Construction of East Africa Standard Gauge Railway to start December

Construction of East Africa Standard Gauge Railway to start December

East Africa Standard Gauge Railway to begin in earnest

The construction of the most anticipated East Africa Standard Gauge Railway is set to kick off in December, Tanzania’s Minister for Works has announced.

Professor Makame Mbarawa said that the railway line will link Tanzania and land locked East African countries of Uganda, Rwanda and Burundi and facilitate transport in the central corridor.

The minster added that they are currently sourcing for a well qualified contractor that will be able to carry out the project to the highest standards possible.

Construction of the East Africa Standard Gauge Railway line is expected to take three years and once complete it will give a good transport solution to the countries that it will link.

“We expect the project to be of great importance to the countries that it will link which includes Rwanda, Burundi, DR Congo, and Uganda Dar es Salaam Port” he added
The minister added that the project is expected to be carried in four phases and is set to bring adequate solution to the tumbling transport industry.
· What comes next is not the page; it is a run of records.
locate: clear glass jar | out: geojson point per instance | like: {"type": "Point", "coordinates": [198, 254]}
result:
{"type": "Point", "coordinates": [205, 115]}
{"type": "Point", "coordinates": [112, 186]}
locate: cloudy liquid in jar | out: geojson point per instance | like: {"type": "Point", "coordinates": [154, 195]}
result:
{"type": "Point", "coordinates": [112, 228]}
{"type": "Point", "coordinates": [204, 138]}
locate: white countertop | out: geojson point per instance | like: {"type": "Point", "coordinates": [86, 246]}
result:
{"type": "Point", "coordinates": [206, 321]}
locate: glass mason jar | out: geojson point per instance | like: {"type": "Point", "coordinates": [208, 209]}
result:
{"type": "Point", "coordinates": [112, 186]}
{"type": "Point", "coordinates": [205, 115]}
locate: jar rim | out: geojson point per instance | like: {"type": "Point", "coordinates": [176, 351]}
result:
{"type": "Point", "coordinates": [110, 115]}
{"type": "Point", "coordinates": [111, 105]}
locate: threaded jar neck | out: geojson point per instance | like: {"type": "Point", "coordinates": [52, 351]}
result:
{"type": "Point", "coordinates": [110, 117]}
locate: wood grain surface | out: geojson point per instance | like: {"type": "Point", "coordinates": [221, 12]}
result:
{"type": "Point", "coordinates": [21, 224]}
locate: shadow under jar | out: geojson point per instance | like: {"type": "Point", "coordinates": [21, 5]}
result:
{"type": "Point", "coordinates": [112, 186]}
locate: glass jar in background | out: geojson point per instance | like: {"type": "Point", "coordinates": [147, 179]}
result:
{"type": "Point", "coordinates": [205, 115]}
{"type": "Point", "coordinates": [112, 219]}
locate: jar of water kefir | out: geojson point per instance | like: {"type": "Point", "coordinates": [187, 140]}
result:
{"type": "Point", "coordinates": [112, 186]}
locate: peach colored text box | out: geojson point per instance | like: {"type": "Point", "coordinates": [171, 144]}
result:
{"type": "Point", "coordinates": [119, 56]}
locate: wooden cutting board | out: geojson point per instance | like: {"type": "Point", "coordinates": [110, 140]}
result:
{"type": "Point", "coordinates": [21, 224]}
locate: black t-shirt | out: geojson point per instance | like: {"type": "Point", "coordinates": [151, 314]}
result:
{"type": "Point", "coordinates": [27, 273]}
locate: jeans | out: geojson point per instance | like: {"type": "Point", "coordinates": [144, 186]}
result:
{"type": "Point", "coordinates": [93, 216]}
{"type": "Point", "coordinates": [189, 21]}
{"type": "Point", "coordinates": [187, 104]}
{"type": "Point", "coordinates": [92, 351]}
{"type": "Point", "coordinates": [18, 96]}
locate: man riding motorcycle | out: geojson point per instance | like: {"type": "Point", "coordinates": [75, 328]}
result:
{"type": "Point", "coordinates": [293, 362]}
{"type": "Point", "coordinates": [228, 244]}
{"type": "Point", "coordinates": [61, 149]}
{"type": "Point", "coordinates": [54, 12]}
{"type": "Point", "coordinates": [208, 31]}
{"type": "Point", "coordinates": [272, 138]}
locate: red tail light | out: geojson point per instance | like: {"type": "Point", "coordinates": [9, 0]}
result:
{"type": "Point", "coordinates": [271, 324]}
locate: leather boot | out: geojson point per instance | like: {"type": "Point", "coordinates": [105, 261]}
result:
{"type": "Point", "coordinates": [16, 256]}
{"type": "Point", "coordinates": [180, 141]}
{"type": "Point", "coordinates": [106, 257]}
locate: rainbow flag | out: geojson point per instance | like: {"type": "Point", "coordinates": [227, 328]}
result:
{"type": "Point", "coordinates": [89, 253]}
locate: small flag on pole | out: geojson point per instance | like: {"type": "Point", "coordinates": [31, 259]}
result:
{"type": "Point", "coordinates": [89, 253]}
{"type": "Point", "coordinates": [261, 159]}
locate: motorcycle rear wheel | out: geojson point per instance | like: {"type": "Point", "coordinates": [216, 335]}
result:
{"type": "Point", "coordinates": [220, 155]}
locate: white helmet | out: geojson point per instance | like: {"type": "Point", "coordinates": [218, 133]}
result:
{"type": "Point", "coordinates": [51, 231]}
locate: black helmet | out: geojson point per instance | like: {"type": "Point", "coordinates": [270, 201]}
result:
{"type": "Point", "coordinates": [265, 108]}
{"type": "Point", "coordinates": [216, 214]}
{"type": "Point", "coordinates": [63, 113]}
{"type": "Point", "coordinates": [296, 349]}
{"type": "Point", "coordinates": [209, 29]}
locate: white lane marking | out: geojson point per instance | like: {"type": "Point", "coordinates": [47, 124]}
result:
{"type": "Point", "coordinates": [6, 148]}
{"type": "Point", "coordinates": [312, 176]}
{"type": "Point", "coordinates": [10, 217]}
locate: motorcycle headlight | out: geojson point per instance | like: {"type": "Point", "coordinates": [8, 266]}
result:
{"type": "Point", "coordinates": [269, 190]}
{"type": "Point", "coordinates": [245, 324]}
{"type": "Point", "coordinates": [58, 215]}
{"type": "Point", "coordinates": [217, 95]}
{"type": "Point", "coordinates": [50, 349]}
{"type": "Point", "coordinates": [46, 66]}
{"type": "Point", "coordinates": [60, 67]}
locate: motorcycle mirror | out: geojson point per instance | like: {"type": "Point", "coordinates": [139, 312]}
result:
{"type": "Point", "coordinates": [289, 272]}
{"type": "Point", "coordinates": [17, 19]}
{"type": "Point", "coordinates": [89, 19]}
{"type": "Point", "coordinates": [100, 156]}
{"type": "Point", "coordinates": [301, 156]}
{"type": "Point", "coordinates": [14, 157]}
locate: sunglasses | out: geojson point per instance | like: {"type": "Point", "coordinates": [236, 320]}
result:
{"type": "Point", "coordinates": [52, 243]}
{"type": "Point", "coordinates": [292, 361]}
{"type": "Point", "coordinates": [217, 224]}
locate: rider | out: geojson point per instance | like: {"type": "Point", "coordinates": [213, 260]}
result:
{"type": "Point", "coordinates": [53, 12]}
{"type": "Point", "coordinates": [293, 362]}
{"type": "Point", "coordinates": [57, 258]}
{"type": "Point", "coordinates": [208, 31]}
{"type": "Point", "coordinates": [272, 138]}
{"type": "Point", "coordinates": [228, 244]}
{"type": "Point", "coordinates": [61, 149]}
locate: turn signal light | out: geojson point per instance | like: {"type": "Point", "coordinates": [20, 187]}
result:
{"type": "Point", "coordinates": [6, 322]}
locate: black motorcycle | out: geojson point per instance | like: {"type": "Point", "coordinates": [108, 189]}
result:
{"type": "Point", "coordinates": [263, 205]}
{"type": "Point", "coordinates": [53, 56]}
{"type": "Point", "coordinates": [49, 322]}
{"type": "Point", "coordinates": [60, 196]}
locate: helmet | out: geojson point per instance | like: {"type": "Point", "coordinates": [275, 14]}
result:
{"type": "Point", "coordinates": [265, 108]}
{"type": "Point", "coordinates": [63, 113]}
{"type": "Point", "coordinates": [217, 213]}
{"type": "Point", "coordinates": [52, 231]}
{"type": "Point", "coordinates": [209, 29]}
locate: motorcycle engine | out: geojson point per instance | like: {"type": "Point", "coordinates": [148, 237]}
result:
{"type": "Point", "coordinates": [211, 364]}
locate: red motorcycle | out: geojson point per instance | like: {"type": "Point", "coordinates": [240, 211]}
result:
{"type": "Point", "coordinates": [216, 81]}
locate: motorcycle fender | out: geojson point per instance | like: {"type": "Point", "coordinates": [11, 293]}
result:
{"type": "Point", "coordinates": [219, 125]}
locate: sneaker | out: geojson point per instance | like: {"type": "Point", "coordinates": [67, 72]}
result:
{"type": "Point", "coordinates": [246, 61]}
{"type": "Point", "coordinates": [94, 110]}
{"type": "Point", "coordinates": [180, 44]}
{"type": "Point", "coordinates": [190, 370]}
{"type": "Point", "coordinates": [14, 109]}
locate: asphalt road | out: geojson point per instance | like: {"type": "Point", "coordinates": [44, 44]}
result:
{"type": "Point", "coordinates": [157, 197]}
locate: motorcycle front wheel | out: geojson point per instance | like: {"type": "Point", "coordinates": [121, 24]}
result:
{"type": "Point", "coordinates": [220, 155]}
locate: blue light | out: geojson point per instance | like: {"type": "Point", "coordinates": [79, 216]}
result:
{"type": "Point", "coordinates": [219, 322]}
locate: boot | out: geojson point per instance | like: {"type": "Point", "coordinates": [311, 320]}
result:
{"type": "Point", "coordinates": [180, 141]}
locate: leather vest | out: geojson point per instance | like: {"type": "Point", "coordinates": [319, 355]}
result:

The minister was speaking during a meeting that brought all transport minister from the involved countries in East Africa under the chairmanship of the Permanent Secretary (PS) in the Ministry of Works, Transport and Communications, Dr Leonard Chamuriho.

Central Corridor

According to Dr Chamuriho, the meeting centered on how to address challenges facing transport in the Central Corridor and the implementation of the SGR project that for a while have been discussed.

The East Africa standard gauge railway line is a major transport route in the EAC block expected to spur economic growth. In Kenya, the construction of the Standard Gauge Railway line is nearing completion and is expected to link Uganda.

Regarded as a key economic booster infrastructure in Africa continues to receive major funding mainly from AfDB, the European Union and the World Bank.